LNigerians may soon face another round of fuel price hikes as President Bola Ahmed Tinubu has given the green light for a 15 per cent ad valorem import duty on Automotive Gas Oil (diesel) and Premium Motor Spirit (PMS), commonly known as petrol.

The approval, contained in a presidential letter dated October 21, 2025, was conveyed by the President’s Private Secretary, Damilotun Aderemi, to the Federal Inland Revenue Service (FIRS) and the Nigerian Midstream and Downstream Petroleum Regulatory Authority (NMDPRA).

According to reports, the decision followed a request from the FIRS to apply the 15 per cent duty on the cost, insurance, and freight (CIF) value of imported fuel, with the aim of aligning import expenses with domestic realities.

However, the new policy is expected to push fuel prices higher across the country. Industry estimates suggest petrol could rise to between ₦950 and ₦960 per litre in Abuja, while diesel may sell for between ₦1,120 and ₦1,140 — marking an increase of nearly ₦100 per litre.

When fully implemented, petrol prices are projected to exceed ₦1,000 per litre at most filling stations that depend on imported products.

Data from the NMDPRA reveals that Nigeria’s PMS supply between August 2024 and October 2025 stood at 21.68 billion litres. Of this, only 6.67 billion litres — about 31 per cent — came from local sources such as the Dangote Refinery, while a larger 69 per cent (15.01 billion litres) were imported.

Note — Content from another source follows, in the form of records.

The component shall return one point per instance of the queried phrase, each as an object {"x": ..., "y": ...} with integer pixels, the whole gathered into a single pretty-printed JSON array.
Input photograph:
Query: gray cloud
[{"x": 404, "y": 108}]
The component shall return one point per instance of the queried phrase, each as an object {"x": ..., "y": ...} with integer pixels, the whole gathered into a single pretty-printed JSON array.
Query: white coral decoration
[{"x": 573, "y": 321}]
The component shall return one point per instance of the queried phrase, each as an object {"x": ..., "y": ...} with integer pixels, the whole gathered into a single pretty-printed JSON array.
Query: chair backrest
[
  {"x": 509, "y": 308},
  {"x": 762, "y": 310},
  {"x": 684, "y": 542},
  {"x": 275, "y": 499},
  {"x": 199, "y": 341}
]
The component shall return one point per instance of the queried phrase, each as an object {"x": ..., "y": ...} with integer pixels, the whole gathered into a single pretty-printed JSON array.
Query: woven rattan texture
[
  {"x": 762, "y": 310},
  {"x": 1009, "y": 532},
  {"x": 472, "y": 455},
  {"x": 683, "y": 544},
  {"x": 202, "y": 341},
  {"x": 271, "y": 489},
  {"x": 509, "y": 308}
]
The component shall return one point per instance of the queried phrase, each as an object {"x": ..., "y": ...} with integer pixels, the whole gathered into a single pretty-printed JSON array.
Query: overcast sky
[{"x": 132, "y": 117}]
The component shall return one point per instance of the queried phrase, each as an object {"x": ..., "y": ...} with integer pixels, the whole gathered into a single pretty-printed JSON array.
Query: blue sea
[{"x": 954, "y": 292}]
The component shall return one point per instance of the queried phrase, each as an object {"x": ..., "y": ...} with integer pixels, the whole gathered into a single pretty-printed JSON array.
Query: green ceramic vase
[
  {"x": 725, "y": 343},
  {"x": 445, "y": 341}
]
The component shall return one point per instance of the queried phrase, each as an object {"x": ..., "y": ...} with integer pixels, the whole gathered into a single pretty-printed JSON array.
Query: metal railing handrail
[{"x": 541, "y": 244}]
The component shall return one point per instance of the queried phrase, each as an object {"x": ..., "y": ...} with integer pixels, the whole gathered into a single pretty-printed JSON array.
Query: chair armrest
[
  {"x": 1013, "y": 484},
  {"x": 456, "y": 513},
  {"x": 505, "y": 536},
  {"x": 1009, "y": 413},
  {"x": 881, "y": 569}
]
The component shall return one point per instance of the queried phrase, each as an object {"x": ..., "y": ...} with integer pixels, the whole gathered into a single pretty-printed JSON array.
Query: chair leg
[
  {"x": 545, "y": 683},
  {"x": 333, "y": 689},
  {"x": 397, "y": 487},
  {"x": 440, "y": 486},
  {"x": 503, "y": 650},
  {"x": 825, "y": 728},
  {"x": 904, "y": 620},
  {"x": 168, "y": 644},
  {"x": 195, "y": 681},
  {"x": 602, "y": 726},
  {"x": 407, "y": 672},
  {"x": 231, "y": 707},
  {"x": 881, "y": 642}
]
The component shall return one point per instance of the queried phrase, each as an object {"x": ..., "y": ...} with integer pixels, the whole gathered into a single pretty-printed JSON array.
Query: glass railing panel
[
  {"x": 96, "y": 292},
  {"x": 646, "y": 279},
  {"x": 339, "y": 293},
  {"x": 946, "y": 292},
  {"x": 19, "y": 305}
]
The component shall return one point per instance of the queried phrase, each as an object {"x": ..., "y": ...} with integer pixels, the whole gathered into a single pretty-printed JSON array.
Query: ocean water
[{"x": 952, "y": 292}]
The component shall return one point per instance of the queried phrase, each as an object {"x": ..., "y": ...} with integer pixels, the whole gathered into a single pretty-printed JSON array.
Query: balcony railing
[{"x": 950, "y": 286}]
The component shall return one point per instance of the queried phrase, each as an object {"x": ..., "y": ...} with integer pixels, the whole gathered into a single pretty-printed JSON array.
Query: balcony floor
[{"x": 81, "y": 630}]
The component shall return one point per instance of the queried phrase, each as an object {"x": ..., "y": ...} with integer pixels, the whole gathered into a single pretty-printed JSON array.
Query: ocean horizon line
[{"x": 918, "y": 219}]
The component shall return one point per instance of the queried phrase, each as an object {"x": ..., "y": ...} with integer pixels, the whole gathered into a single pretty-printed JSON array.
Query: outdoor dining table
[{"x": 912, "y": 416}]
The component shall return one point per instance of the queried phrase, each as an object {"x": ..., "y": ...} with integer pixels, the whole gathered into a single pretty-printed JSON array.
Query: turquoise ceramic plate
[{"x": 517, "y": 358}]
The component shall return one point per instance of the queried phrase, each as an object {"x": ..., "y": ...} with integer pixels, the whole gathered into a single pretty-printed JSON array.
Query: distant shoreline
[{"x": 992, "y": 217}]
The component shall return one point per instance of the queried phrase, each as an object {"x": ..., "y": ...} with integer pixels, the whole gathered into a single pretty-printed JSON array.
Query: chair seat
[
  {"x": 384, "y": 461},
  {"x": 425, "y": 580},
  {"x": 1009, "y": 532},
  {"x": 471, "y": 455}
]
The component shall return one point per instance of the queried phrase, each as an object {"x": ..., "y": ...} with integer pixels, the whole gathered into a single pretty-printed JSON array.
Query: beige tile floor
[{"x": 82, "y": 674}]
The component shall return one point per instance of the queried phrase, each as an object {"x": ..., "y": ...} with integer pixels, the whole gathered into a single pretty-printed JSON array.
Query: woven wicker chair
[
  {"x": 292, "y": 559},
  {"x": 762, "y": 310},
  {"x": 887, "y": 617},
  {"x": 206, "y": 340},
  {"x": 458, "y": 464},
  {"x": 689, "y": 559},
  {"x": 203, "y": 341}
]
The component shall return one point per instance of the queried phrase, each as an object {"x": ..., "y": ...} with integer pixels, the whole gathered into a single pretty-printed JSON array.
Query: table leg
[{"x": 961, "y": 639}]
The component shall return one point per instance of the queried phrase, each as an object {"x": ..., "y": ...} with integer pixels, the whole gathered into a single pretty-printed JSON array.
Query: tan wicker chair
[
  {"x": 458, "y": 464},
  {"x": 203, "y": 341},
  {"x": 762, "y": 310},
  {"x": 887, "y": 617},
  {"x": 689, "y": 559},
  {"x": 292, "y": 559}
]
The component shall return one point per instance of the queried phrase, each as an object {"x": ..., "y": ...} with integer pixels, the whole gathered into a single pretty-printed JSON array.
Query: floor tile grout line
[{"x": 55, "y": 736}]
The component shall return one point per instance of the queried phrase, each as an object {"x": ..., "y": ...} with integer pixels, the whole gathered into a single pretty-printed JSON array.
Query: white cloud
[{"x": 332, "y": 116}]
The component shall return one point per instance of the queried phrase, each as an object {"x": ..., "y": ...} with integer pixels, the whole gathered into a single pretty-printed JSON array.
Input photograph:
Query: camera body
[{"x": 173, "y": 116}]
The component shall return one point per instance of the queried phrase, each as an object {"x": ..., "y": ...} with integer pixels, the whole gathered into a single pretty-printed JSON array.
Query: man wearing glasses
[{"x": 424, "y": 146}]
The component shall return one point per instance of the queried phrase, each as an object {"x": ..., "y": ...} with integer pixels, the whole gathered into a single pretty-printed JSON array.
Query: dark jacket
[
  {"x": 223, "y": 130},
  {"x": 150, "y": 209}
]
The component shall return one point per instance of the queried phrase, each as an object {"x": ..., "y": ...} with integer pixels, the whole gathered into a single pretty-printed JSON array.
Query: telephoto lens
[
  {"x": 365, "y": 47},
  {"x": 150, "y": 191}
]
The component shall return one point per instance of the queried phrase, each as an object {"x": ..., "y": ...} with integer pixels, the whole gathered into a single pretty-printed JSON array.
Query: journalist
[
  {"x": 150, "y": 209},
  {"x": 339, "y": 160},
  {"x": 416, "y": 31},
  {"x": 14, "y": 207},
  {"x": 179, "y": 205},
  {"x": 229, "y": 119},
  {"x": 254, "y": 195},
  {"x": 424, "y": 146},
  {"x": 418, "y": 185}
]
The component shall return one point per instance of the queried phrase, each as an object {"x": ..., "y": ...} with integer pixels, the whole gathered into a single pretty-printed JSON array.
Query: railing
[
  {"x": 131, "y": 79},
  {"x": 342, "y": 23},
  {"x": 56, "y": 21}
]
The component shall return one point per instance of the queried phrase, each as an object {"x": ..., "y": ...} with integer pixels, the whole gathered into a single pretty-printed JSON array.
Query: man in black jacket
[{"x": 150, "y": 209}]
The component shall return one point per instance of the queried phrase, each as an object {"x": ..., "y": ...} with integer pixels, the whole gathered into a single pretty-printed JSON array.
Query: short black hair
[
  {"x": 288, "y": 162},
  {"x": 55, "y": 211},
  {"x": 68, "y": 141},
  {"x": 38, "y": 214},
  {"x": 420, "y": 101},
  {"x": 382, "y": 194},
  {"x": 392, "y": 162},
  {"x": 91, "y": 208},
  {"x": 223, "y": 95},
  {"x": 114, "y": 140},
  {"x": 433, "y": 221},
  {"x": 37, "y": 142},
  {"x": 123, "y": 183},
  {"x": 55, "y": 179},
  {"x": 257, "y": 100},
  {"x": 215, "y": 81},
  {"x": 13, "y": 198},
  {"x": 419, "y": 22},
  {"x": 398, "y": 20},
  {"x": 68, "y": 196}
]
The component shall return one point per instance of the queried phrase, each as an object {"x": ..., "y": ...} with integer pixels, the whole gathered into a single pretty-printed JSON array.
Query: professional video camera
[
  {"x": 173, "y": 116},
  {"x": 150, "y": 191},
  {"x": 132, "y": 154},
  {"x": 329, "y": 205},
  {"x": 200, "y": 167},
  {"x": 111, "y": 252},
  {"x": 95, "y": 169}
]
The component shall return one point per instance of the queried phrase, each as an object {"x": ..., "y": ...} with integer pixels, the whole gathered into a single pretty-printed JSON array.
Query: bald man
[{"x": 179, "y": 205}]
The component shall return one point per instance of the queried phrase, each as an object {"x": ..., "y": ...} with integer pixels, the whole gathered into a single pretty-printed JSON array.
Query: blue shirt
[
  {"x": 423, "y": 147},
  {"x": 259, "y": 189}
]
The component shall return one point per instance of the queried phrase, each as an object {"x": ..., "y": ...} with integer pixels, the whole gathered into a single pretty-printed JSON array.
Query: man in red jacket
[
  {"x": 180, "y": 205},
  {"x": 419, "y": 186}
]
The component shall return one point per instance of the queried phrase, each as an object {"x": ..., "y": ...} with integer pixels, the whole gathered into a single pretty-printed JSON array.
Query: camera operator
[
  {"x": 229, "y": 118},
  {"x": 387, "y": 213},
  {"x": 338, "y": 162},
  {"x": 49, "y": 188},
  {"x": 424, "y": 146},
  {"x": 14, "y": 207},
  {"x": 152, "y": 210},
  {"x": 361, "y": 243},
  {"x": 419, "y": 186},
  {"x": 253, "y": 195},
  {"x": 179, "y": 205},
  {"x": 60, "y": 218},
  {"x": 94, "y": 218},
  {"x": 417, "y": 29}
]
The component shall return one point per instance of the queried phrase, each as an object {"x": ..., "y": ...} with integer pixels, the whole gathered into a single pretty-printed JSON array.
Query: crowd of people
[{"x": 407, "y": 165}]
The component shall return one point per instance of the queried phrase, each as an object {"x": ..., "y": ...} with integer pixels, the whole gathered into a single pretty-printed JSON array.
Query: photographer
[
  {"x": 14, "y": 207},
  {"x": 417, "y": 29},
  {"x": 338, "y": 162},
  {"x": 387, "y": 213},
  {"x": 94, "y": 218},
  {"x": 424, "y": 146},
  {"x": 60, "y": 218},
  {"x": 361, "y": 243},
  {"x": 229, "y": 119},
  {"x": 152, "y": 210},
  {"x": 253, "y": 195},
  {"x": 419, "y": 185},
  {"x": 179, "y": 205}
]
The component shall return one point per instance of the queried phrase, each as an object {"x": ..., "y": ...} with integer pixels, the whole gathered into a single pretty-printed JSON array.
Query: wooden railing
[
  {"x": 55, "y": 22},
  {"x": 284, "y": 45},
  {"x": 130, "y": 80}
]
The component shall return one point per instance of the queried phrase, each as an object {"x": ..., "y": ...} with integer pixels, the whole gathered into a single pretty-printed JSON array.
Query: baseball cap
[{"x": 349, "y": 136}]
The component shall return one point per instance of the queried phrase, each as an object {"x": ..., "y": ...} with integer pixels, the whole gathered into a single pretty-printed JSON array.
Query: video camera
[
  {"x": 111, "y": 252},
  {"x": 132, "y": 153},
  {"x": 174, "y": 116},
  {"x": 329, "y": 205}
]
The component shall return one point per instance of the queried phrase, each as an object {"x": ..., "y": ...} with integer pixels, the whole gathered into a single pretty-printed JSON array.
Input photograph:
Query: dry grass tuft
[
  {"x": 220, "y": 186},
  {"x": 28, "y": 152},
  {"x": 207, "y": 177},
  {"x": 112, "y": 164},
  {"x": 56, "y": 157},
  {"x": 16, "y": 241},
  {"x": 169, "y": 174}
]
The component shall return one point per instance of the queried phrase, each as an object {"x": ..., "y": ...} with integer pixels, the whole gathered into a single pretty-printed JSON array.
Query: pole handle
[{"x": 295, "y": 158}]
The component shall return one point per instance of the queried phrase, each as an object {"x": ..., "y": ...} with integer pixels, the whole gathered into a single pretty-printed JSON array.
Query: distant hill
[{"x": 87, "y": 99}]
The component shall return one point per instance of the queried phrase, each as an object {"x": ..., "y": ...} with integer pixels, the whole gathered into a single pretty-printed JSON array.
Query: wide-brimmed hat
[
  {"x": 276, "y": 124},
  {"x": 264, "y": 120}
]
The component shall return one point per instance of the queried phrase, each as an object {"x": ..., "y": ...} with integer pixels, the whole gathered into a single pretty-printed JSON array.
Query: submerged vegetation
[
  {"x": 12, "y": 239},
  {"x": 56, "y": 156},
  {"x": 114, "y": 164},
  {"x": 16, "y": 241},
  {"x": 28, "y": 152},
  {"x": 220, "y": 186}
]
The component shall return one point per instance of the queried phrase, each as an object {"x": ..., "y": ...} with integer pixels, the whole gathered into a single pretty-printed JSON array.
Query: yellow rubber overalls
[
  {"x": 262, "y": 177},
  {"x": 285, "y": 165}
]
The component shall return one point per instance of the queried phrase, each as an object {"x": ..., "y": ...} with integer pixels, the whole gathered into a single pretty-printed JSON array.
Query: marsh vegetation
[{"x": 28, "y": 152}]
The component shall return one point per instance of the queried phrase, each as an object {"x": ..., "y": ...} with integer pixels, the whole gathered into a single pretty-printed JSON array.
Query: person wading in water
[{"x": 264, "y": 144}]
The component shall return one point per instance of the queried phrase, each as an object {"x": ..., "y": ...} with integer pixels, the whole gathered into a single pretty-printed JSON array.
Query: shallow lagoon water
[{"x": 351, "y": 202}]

This heavy reliance on imports means most Nigerians remain exposed to global price fluctuations and import-related costs.

As of October 21, 2025, the landing cost of imported petrol was ₦839.97 per litre — slightly below Dangote Refinery’s ex-depot price of ₦877 per litre, according to figures from the Major Energy Marketers Association of Nigeria (MEMAN).

Analysts believe the newly approved import duty could give Dangote Refinery an edge over imported fuel, potentially reshaping the market dynamics.

The development comes amid recent fuel price increases across the country, triggered by adjustments in ex-depot rates by Dangote Refinery and depot owners.

It also follows a fresh directive by the FIRS instructing banks and financial institutions to begin deducting a 10 per cent withholding tax on interest earned from short-term securities — another fiscal move seen as part of the government’s broader revenue drive.